Ma è stato il senatore Antonio Polito ad azzardare una spiegazione a quella «svista». «Se vogliamo spiegare questa dimenticanza che onestamente andrebbe corretta - ha sottolineato - va detto che il Pd, nel suo Manifesto dei valori, dichiara di costituirsi partendo dal presupposto che la storia del 900 è finita, e con lei le sue ideologie: il fascismo oltreché il comunismo». «Se uno vuole rievocare l'antifascismo in quanto ideologia - ha aggiunto Polito - allora è anacronistica quanto il fascismo. Un partito progressista in Europa ha oggi innumerevoli pericoli piú temibili del fascismo da affrontare, come razzismi, varie forme di intolleranza, l'uso distorto della scienza, la distruzione dell'ambiente, l'ignoranza, la povertá ». Il fascismo è morto con il Novecento e quindi non va citato nel partito democratico del Duemila?

Per Rosy Bindi, ministro per le Politiche per la famiglia e candidata alla segreteria del Pd, «alcuni valori, come quello dell'antifascismo e della Resistenza, fanno parte della nostra politica, storia e cultura. Qualche volta, richiamarli puó apparire pleonastico.
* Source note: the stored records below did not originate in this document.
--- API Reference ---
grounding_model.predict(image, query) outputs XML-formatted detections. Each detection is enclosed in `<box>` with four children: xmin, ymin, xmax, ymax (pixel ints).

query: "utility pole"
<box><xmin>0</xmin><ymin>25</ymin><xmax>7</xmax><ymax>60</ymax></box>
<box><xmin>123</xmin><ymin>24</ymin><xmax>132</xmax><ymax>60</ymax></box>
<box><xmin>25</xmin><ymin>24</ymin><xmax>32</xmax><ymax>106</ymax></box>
Ma se qualcuno facesse una richiesta esplicita di inserire i due principi nella magna charta, non c'è dubbio che bisognerebbe accoglierla, anche se credo che il richiamo alla Costituzione valga come valore unificante». Sulla stessa linea anche il senatore Furio Colombo, anche se, ha precisato, «in un'Italia in cui si nega ogni giorno l'Antifascismo come valore e la Resistenza come fondamento della vita italiana, non è troppo, né fuori posto inserire questi due principi in modo specifico nella carta costituente del Pd. Devo dire, tuttavia, che la nostra Costituzione è nata dalla Resistenza, è la "carta" certificante dell'Italia libera, ha in sé tutti i valori dell'Antifascismo, per cui il suo richiamo mi rassicura».

Piero Terracina, della commissione manifesto dei valori, ex deportato del lager di Auschwitz - Birkenau, ha chiesto con una mozione «la condanna del fascismo e del nazismo». «Ho consegnato a Walter Veltroni - ha dichiarato - e alla commissione Statuto del Pd una mozione per impedire che, in nome della pacificazione, vittime e carnefici vengano equiparati».